Glycolysis related metabolites, amino acids, proteins, and glycoprotein acetyls were also determined. However, no differences between the diet groups were observed (Table S1, Supporting Information) except for albumin (FDR p = 0.048), which decreased within the MUFA diet (−0.002 ± 0.003 mmol L−1, p = 0.014) and the MED diet (−0.002 ± 0.003 mmol L−1, p = 0.048), compared to the SFA diet group.
3.3. Dietary Exposure Markers
Dietary exposure markers were included in the metabolomics measurement in the serum samples (Table S1, Supporting Information). The following metabolites were significantly differently changed among the three diets: docosahexaenoic acid (DHA), DHA to total fatty acids (FA) ratio, omega‐3 fatty acids (FAω3), FAω3 to FA ratio, conjugated linoleic acid (CLA), CLA to FA ratio, and MUFA to FA ratio, all FDR p < 0.001, except MUFA to FA ratio (FRD p = 0.002). Comparisons between the diets showed that DHA, and DHA to FA ratio were significantly increased in the MED diet group versus the SFA group (0.024 ± 0.035 mmol L−1, FDR p = 0.039, and 0.363 ± 0.274%, FDR p = 0.003, respectively). Furthermore, FAω3 was significantly decreased in the MUFA group (−0.094 ± 0.048 mmol L−1, FDR p < 0.001) and increased in the MED diet group (0.041 ± 0.077 mmol L−1, FDR p = 0.131) compared to the SFA group, though within the MED diet group this increase was not significant. FAω3 to FA ratio decreased in the MUFA group (−0.583 ± 0.251%, FDR p < 0.001), but increased in the MED group (0.769 ± 0.632%, FDR p = 0.003) compared to the SFA group. CLA, and CLA to FA ratio decreased upon both the MUFA diet (−0.028 ± 0.013 mmol L−1, FDR p < 0.001, and −0.222 ± 0.092%, FDR p < 0.001, respectively) and the MED diet (−0.022 ± 0.015 mmol L−1, FDR p = 0.003, −0.176 ± 0.130%, FDR p = 0.006) versus the SFA diet group. Last, MUFA to FA ratio increased significantly in both the MUFA diet group (3.344 ± 2.124%, FDR p < 0.001), and the MED diet group (2.200 ± 1.509%, FDR p = 0.002).

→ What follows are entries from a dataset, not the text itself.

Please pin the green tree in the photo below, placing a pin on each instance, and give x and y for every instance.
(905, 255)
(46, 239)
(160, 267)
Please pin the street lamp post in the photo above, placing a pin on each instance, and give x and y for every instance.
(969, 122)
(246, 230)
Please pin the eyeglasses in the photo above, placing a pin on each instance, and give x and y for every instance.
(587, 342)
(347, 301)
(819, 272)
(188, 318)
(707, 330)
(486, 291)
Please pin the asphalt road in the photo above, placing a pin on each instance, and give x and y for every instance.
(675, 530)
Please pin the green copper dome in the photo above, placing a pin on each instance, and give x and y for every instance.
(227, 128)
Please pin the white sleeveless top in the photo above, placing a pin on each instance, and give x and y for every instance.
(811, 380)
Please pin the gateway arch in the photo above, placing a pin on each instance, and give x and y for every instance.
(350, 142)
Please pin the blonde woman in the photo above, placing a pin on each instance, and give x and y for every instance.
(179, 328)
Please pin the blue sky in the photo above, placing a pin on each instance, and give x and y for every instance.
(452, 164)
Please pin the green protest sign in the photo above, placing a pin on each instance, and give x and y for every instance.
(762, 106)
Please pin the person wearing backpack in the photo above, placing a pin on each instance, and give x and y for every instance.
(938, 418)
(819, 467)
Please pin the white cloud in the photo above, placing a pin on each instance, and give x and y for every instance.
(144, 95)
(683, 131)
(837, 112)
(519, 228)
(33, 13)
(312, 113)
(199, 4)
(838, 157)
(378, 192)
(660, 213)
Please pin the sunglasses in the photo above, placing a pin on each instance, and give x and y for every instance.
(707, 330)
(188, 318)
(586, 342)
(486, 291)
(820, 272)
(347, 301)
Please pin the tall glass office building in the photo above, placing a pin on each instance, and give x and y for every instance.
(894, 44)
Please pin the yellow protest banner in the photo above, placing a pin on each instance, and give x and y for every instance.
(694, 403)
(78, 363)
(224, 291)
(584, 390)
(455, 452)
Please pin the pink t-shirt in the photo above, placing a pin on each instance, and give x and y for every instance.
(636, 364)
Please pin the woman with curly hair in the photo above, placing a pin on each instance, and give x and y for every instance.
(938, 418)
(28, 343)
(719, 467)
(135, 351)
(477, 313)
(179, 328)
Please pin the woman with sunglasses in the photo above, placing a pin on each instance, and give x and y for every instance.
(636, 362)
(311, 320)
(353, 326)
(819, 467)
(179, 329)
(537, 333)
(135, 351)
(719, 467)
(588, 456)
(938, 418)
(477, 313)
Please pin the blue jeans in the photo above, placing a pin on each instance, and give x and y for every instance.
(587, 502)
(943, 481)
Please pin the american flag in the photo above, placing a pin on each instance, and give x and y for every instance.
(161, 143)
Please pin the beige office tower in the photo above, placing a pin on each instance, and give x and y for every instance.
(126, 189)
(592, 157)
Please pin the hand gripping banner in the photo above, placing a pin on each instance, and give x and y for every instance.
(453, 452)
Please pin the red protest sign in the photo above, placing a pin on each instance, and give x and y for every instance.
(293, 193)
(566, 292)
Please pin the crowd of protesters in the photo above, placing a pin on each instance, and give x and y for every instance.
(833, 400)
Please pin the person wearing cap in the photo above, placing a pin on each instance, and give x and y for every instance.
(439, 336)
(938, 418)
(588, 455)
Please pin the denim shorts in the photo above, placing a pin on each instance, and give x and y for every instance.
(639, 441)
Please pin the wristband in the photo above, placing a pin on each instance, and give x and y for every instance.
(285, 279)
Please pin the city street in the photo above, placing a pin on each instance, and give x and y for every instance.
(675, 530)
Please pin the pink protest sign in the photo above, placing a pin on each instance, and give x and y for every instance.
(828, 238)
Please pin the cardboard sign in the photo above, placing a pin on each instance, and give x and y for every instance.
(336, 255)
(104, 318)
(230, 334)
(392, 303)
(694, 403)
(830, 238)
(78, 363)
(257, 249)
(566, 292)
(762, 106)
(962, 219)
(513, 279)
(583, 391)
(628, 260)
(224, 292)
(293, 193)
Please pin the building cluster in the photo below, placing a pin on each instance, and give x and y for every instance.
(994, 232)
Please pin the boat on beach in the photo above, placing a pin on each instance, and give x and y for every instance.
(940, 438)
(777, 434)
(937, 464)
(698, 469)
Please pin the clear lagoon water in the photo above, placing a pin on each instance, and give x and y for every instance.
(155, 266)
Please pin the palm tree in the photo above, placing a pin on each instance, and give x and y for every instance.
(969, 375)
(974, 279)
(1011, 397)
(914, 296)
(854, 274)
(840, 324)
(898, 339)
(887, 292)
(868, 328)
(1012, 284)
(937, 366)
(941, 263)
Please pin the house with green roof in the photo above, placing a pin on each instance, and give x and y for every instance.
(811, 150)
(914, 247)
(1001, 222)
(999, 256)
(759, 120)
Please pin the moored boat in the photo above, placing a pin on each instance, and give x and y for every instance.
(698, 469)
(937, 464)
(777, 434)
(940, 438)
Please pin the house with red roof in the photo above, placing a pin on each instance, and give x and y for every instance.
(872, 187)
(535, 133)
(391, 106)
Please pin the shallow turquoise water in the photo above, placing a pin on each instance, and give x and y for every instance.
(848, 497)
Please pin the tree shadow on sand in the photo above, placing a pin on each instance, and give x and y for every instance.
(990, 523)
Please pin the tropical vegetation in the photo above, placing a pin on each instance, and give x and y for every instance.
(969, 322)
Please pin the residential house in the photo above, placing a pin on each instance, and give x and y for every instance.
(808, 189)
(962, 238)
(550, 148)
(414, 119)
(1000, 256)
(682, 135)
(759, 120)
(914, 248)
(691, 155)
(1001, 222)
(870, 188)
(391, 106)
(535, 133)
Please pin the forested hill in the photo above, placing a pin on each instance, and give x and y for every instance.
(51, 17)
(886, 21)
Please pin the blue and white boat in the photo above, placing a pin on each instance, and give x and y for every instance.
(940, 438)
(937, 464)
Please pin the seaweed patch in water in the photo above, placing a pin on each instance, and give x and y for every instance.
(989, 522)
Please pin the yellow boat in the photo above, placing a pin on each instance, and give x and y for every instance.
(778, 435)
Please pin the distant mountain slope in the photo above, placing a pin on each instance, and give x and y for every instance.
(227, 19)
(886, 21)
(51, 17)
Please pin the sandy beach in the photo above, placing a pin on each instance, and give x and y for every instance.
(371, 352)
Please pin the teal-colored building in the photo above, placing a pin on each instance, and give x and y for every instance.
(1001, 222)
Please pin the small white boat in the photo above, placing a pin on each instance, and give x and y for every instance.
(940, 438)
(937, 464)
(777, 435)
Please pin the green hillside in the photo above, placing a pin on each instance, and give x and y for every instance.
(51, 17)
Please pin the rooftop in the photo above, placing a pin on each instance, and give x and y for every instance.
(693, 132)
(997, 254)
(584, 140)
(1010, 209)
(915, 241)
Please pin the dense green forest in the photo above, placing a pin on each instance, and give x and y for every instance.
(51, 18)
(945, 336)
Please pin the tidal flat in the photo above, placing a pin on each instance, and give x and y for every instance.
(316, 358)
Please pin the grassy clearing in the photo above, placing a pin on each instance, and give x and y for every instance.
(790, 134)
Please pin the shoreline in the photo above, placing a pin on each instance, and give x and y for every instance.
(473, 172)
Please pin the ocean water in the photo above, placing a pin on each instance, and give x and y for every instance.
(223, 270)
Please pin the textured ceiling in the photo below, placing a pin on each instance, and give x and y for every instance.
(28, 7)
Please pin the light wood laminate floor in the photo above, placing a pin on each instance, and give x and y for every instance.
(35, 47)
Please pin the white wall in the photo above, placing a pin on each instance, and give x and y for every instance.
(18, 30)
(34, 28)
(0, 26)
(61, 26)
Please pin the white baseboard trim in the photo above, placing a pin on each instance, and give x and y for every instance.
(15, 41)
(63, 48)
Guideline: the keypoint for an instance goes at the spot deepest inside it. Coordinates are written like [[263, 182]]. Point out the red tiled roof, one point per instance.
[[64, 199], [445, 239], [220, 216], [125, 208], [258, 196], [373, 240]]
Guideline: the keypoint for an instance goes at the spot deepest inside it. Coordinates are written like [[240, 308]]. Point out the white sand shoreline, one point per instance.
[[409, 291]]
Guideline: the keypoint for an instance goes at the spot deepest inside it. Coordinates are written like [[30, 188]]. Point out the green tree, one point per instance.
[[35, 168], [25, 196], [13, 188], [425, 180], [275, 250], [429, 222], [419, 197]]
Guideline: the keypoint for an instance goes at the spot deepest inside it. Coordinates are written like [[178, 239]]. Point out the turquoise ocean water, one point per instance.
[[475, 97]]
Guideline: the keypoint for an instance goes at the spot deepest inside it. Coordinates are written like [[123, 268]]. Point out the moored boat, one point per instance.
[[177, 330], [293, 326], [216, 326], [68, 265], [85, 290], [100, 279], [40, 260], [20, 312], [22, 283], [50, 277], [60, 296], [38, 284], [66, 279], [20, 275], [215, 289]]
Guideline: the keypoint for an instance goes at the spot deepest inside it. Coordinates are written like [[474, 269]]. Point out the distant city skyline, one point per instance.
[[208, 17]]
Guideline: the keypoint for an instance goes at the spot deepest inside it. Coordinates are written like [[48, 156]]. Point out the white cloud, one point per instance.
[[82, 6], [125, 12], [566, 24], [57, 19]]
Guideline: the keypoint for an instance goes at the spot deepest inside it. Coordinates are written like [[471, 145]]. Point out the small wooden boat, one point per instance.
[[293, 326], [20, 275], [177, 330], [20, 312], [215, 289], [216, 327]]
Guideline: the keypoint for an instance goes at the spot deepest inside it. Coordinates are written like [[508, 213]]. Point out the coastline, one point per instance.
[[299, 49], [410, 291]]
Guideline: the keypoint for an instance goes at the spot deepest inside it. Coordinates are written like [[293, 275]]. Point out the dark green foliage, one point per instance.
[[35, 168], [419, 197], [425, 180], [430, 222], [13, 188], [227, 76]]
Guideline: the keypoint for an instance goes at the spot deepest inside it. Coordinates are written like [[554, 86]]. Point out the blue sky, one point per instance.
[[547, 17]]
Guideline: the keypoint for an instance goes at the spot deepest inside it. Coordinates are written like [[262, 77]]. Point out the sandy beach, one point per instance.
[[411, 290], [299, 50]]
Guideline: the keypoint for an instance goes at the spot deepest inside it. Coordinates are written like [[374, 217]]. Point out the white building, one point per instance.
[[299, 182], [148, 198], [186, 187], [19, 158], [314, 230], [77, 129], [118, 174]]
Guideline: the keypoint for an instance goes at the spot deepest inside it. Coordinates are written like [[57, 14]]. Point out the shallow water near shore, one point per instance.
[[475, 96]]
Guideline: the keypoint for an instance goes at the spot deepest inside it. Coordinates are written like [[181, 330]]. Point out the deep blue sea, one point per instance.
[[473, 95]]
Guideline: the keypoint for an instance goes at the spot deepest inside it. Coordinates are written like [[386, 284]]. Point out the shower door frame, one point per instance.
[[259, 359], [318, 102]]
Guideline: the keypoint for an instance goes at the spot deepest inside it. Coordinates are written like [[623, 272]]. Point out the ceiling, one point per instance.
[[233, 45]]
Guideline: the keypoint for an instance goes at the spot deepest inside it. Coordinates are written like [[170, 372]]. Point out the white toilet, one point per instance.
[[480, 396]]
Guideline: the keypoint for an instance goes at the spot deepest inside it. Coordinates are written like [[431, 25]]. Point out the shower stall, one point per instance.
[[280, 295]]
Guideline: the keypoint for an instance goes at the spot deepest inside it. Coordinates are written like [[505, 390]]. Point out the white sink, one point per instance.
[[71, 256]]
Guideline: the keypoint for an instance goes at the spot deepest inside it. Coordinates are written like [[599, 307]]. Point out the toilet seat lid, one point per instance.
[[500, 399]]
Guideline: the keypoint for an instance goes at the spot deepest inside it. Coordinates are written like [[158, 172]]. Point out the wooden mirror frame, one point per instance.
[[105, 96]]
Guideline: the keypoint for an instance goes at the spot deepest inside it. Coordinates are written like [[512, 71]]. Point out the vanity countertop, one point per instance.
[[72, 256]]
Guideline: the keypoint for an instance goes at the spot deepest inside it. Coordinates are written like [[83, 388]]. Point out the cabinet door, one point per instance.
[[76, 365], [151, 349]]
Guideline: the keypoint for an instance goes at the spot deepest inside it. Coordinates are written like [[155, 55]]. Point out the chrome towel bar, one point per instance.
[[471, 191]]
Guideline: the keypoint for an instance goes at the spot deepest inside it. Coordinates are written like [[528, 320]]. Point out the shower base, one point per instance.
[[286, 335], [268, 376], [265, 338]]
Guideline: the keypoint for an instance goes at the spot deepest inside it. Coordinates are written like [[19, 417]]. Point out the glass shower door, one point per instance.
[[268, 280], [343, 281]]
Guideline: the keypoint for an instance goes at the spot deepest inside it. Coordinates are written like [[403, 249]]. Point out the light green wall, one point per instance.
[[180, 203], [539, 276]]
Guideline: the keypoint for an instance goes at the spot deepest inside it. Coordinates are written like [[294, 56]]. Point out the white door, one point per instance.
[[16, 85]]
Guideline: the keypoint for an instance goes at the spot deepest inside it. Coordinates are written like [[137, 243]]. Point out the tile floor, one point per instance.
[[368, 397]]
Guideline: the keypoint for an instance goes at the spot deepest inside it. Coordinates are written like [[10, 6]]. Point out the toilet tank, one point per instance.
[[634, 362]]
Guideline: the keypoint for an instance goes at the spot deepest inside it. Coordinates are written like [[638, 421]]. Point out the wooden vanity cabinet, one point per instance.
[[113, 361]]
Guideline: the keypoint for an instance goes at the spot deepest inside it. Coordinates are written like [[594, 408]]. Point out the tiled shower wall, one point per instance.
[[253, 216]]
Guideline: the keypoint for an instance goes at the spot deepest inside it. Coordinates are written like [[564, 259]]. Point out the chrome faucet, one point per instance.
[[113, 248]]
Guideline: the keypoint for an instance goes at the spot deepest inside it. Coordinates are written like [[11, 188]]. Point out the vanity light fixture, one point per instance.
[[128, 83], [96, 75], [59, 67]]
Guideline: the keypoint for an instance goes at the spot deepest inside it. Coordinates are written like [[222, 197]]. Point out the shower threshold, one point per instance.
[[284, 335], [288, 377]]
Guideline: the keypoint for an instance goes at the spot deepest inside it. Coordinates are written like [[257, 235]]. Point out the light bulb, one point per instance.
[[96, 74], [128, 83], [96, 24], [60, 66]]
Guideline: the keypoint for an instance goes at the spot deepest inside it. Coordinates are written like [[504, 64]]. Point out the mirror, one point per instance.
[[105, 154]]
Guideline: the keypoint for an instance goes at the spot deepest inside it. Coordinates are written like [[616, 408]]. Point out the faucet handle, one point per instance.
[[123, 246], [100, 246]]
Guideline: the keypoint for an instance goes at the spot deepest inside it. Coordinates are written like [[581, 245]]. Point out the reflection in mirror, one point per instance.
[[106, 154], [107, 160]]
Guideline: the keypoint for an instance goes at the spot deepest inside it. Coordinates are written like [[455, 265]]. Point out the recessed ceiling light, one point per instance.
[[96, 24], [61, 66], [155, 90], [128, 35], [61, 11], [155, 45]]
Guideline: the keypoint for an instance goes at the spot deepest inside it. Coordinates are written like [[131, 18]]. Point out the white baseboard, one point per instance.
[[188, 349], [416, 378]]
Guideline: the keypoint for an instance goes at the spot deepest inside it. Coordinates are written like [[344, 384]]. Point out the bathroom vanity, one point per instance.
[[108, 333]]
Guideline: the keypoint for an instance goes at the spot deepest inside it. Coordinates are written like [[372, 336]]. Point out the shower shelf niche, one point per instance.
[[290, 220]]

To examine the differences in effect between the three diets we performed a sparse partial least squares discriminant analysis (sPLS‐DA) model. The best fitting sPLS‐DA model had four components, a Cohen's kappa of 0.77, an eta of 0.9, and an accuracy of 85.4% to place the right subject in the right diet group. The variables most important for the separation between the three intervention diets were: CLA, CLA/FA, DHA/FA, FAω3/FA, and MUFA/FA; all exposure markers for the diets the subjects consumed. The changes in these five variables upon the three intervention diets are displayed in Figure 4.
3.4. Individual Changes
To visualize the individual changes of the 52 metabolites that were significantly different among the three diets a heat map was created (Figure 5). The figure shows that for the dietary exposure biomarkers, each individual within a diet group is affected in the same direction. Furthermore, the figure shows that the individual changes in the lipoproteins are robust within each lipoprotein subclass; however, variations in response between subjects are present.
4. Discussion
The present study in healthy men and women at risk of the metabolic syndrome, demonstrates that 8‐week consumption of a MED diet resulted in an additional effect on serum metabolites compared to the effect of replacing SFA by MUFA alone. We observed that the MUFA and the MED diet decreased exactly the same LDL lipoprotein and cholesterol fractions. The MED diet additionally decreased several fractions of the larger VLDL lipoprotein subclasses, TG concentration in total VLDL, and total TG concentration.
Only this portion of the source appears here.